Se servir de cet accident pour justifier encore un peu plus ce contournement, c'est méconnaître une loi fondamentale du marché: l'offre attire la demande, surtout lorsque l'ambition est là. une infrastructure autoroutière de plus ne fera qu'aggraver et intensifier les flux de circulation. Il suffit de voir le développement de l'île de France pour s'en rendre compte. Il suffit de voir en combien de temps la Sud 3 fut saturée. 

 

Bien au contraire, l'accident est le signe de l'inconséquence de notre modèle de développement économique, qui a fait la part belle à la route et au pétrole depuis 30ans. Il ne faut pas continuer dans cette voie. 

 

Cet accident est aussi le signe de l'insuffisance de la pratique de la sécurité routière par la police de la route et les politiques qui les encadrent.
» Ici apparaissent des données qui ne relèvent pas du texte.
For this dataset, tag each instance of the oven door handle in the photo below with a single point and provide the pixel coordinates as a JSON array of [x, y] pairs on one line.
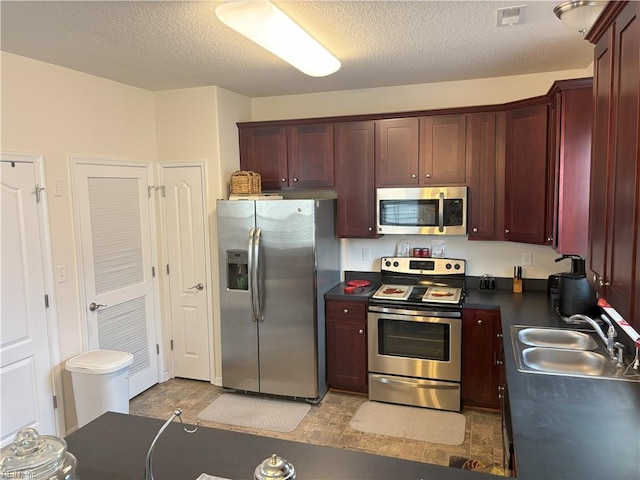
[[436, 386]]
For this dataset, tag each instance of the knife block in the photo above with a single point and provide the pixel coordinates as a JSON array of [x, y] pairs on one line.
[[517, 285]]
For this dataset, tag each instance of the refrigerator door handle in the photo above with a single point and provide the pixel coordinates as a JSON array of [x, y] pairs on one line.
[[250, 268], [256, 271]]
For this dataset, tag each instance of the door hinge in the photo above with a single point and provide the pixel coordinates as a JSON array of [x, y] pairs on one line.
[[38, 190], [154, 187]]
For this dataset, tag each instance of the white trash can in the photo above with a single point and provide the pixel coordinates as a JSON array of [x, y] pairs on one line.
[[100, 381]]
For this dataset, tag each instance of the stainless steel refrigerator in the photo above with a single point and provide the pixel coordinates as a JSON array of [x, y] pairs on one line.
[[277, 260]]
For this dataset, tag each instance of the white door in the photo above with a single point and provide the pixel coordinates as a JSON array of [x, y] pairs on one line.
[[113, 205], [186, 227], [25, 370]]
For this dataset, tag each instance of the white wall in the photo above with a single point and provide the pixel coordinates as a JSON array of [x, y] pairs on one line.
[[58, 112]]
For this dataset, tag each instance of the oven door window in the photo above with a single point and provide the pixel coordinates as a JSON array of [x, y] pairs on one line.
[[421, 340], [409, 213]]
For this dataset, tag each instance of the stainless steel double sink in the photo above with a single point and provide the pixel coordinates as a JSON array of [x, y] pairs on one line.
[[560, 351]]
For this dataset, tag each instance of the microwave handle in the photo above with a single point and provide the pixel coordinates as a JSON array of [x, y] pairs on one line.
[[441, 212]]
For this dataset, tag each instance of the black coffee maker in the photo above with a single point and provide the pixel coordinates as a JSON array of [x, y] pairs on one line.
[[574, 291]]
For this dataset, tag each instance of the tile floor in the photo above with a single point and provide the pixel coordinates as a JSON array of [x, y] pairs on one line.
[[328, 424]]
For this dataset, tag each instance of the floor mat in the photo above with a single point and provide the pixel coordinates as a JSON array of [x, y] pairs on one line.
[[256, 412], [416, 423]]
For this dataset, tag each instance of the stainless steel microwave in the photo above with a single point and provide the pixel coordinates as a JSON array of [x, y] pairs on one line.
[[422, 211]]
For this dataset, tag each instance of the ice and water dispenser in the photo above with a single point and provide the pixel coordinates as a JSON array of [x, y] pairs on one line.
[[237, 272]]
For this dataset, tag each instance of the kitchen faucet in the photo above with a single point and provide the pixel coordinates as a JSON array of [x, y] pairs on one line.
[[615, 349]]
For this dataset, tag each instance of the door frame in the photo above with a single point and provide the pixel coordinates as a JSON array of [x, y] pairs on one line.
[[74, 161], [166, 303], [53, 335]]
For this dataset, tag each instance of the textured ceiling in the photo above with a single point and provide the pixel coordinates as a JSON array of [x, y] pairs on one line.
[[166, 45]]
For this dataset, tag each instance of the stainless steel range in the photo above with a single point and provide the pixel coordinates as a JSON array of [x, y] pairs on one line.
[[415, 332]]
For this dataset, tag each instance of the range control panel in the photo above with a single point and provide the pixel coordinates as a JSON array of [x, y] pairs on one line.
[[423, 266]]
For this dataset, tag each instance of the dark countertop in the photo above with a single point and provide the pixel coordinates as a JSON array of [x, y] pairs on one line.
[[114, 446], [563, 427]]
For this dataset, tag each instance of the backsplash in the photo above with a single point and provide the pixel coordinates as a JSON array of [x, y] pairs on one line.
[[495, 258]]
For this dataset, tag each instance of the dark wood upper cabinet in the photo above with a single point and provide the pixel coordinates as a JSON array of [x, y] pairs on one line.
[[396, 152], [298, 156], [264, 150], [571, 124], [615, 174], [355, 179], [311, 161], [525, 174], [481, 157], [442, 150]]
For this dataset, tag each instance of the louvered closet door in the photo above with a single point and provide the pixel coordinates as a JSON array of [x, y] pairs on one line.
[[115, 229]]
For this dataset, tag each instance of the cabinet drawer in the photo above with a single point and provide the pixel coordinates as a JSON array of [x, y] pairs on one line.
[[347, 310]]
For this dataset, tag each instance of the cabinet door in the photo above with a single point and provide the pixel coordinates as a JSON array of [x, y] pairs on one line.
[[601, 160], [624, 195], [311, 156], [481, 358], [355, 179], [574, 127], [525, 175], [481, 156], [264, 151], [397, 152], [346, 350], [442, 150]]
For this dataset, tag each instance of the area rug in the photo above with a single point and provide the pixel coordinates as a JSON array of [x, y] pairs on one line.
[[255, 412], [435, 426]]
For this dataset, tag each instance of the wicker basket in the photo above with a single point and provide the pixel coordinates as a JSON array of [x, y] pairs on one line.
[[243, 182]]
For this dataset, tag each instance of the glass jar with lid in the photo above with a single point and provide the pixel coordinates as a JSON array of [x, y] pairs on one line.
[[37, 457]]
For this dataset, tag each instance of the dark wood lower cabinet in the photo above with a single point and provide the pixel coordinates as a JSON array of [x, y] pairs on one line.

La police de la route n'est pas assez sur le terrain aux heures qu'il faut pour voir et sanctionner les comportements dangereux et quasi permanents sur toutes les deux fois deux voies urbaines et particulièrement sur le pont Mathilde, la Sud 3, Flaubert, le début de l'A150, le boulevard industriel, le début de l'A28, et le début de l'A13. La police de la route ne sanctionne jamais les distances de sécurité, pourtant passible de 3 points sur le permis de conduire, infraction plus grave encore qu'un excès de vitesse moyen. Rappelons qu'à 72km/h (20m/s), il faut laisser 2 secondes soit 40m par rapport au véhicule qui précède. Or que voit-on? Des camions et véhicules qui collent le véhicule qui précède, et souvent au delà de 70km/h. On voit en permanence des camions qui se doublent sur le boulevard industriel pour ne gagner aucun temps et risquer la vie de tous les salariés Safran, Autoliv et autre qui vont au travail sur ce boulevard.

 

Cet accident enfin est le signe d'un manque de formation efficace à la sécurité routière de tous les conducteurs. Il faudrait que le gouvernement renvoie tous les conducteurs français une journée en auto-école pour une formation sur la vitesse et la distance de sécurité, mesure bien plus efficace qu'une infrastructure supplémentaire.  

 

Les problèmes de sécurité routière se résolveront par la formation et la sanction des comportements les plus excessifs, une police de la route plus visible et plus présente.

 

Enfin, cet accident nous promet 6 mois à 1 an de bouchons gigantesques dans Rouen, signe de l'inconséquence de notre politique urbaine, où on concentre les gens dans des surfaces petites (concentration dans les zones urbaines) en privilégiant un outil de mobilité complètement inadapté aux zones denses: l'automobile, et ceci quelque soit son mode de motorisation. Pour tous les déplacements de moins de 10km, si on avait diversifié les modes il y a 30 ou 40 ans, nous n'en serions pas là. Les hollandais ont été plus prévoyants que nous. Ils ont vu le problème dans la décennie 70. Nous aurions pu réaliser un transport par câble combiné avec une offre vélo ou transports en commun entre Bonsecours et le boulevard industriel, entre Mont-Saint-Aignan et l'emplacement du parking du Mont Riboudet, entre Bois-Guillaume, Bihorel et Rouen. Nous n'aurions pas eu alors 80 000 véhicules jour au pont Mathilde. 

 

Non, il faut changer de siècle et arrêter de penser avec les schémas routiers du passé qui ont montré leur limite et nous ont emmené dans le mur, d'autant que nous avons l'expérience d'autres villes ou concentrations urbaines.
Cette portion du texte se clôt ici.